There might be some low quality "no-name" fuses out there but I haven't run into them. These are industrial fuses. I'm an industrial maintenance manager. Most of the brand I saw on eBay are the same brands I use all of the time.

Also, the voltage rating for a fuse is to ensure that it doesn't keep arcing across the gap when it does blow. DC is much more likely to sustain an arc than AC. That is why the voltage ratings are always lower. I've seen that happen a few times. It isn't pretty. It is just like not having a fuse in the circuit at all.


----------



## EVfun (Mar 14, 2010)

lowcrawler said:


> So a higher voltage no-name ebay fuse is better than a good one at it's limits?
> 
> (honest question, not trying to challenge)


I would avoid no-name fuses. Is that voltage rating AC or DC? Even if they state it is DC, what is the interrupt rating? What certifications (UL, ETL, CSA, CE, or...) does it have? Is there a solid company standing behind the ratings?


----------



## Coulomb (Apr 22, 2009)

EVfun said:


> It is likely fine because you won't be over 160 volts when the current is over 400 amps.


Yes, but in a fault condition the current won't be under 400 A; it will be what the battery can supply, which will probably be over 1000 A. So I don't think that logic like that is valid.

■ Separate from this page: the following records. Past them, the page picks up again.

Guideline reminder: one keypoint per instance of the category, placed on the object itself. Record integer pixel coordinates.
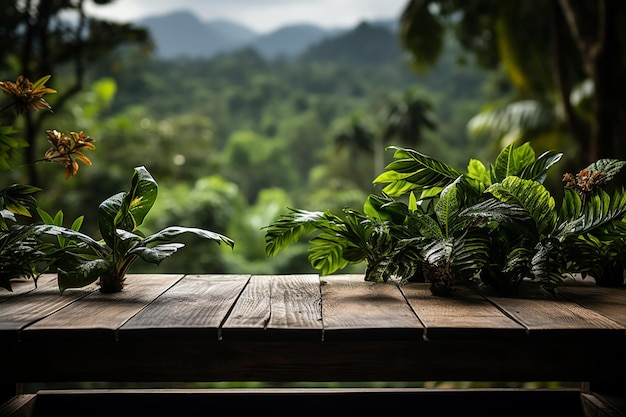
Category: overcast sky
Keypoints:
(259, 15)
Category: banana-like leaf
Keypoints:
(414, 171)
(53, 230)
(107, 212)
(326, 253)
(157, 253)
(531, 195)
(511, 161)
(172, 232)
(290, 227)
(82, 273)
(141, 196)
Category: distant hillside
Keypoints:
(289, 41)
(183, 34)
(367, 43)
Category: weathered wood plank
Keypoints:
(277, 306)
(100, 315)
(20, 310)
(467, 315)
(196, 305)
(610, 302)
(355, 308)
(543, 315)
(20, 406)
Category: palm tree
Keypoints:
(547, 48)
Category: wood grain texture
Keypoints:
(198, 304)
(277, 306)
(610, 302)
(355, 308)
(467, 315)
(100, 315)
(544, 315)
(303, 328)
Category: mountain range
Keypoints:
(183, 34)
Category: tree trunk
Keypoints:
(600, 54)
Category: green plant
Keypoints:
(22, 252)
(86, 260)
(493, 227)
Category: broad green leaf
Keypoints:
(107, 212)
(539, 169)
(45, 217)
(426, 225)
(384, 209)
(511, 161)
(611, 167)
(326, 253)
(414, 171)
(531, 195)
(476, 170)
(77, 223)
(142, 195)
(447, 206)
(290, 227)
(599, 210)
(172, 232)
(82, 273)
(157, 253)
(412, 202)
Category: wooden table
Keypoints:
(175, 328)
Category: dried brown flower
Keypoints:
(584, 181)
(27, 95)
(66, 149)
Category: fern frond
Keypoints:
(290, 227)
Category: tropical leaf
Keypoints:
(492, 210)
(77, 273)
(599, 210)
(157, 253)
(531, 195)
(447, 206)
(538, 170)
(511, 161)
(476, 171)
(611, 167)
(414, 171)
(326, 253)
(107, 213)
(290, 227)
(170, 233)
(138, 201)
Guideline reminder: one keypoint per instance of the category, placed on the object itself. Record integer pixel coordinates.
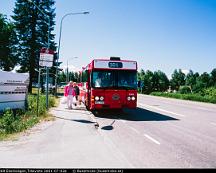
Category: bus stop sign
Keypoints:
(46, 57)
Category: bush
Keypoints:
(18, 120)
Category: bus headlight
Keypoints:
(96, 98)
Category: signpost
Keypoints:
(46, 60)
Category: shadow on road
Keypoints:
(138, 114)
(76, 120)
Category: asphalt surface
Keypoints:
(160, 133)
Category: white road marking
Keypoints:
(122, 120)
(152, 139)
(135, 130)
(213, 124)
(145, 105)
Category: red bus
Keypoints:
(109, 84)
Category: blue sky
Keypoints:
(159, 34)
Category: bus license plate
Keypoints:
(99, 102)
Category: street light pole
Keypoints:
(59, 44)
(48, 45)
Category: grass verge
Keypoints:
(193, 97)
(16, 121)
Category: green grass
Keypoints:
(193, 97)
(16, 121)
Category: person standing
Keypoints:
(77, 92)
(69, 92)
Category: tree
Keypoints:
(148, 82)
(178, 79)
(203, 81)
(190, 80)
(160, 81)
(8, 53)
(213, 78)
(32, 31)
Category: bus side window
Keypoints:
(84, 76)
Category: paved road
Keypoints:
(164, 133)
(160, 133)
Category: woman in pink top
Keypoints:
(69, 92)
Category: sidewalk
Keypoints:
(71, 141)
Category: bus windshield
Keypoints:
(114, 79)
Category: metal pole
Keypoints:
(47, 69)
(47, 92)
(59, 44)
(38, 92)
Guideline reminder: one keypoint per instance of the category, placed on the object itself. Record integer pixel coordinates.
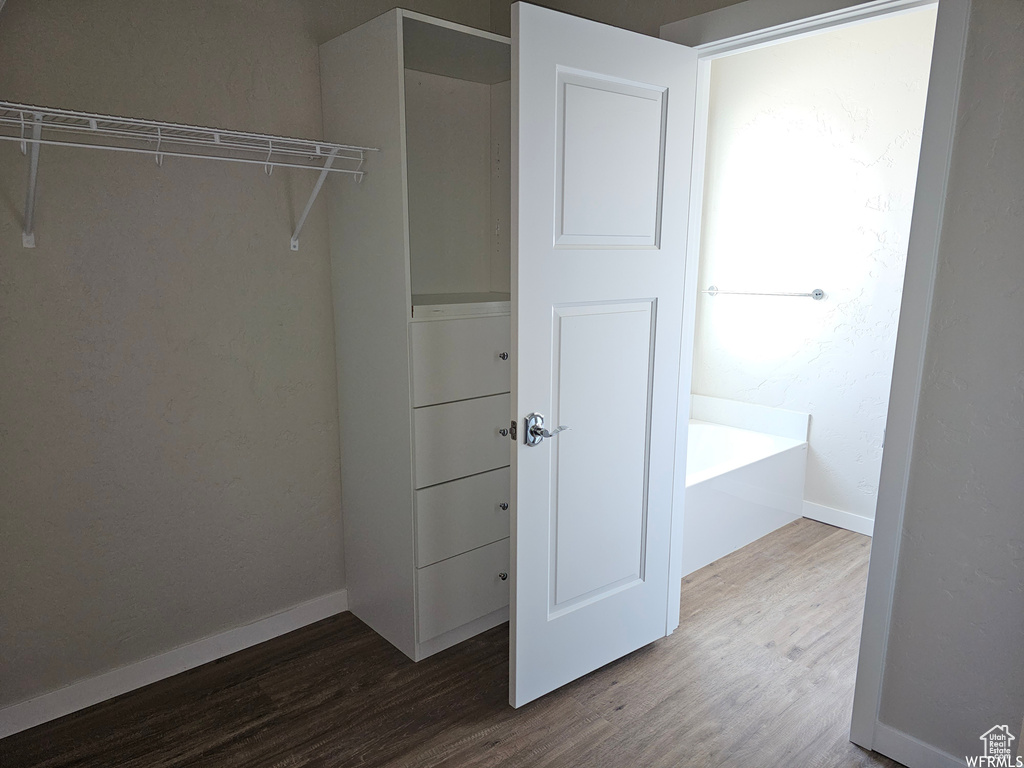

You want a fuse that can protect against a short circuit while charging the pack (the worst case for pack voltage), so it needs to be able to break 172 V at 1000+ amps. To me, that means that 160 V fuses are not adequate.


----------



## EVfun (Mar 14, 2010)

What is the battery pack voltage at 1000 amps? I'm pretty sure it will be under 160 volts. If the current is under 400 amps the fuse isn't supposed to do anything but imitate a piece of wire. 

For years the A13X series of fuses where used in Curtis powered EVs. These only have a 100 volt DC rating with a 10,000 amp DC interrupt rating. I do not recommend this. Please replace it with at least a A15QS series fuse with a 150 vdc rating. It will bolt into the existing fuse holders. Unless you really gotta fit a restricted space, or some existing fuse holder you can't replace, it would be better to fit a 300 volt fuse.


----------



## Coulomb (Apr 22, 2009)

EVfun said:


> What is the battery pack voltage at 1000 amps? I'm pretty sure it will be under 160 volts.


Good point. But I think that as the arc is just about to quench inside the fuse, the current falls, then the voltage rises again and it could be enough to sustain the arc because the fuse doesn't quite have enough clearance. Just 10 amps can sustain an arc that has plenty power to start a fire. I would not risk it.


----------



## lowcrawler (Jun 27, 2011)

Sounds pretty unanimous. 

Darn higher voltage. I really kind of wish I'd just gone with more AH on a 120V system... so much stuff is available at 120V (DC) that is either not available or much more expensive at 150V. Bah!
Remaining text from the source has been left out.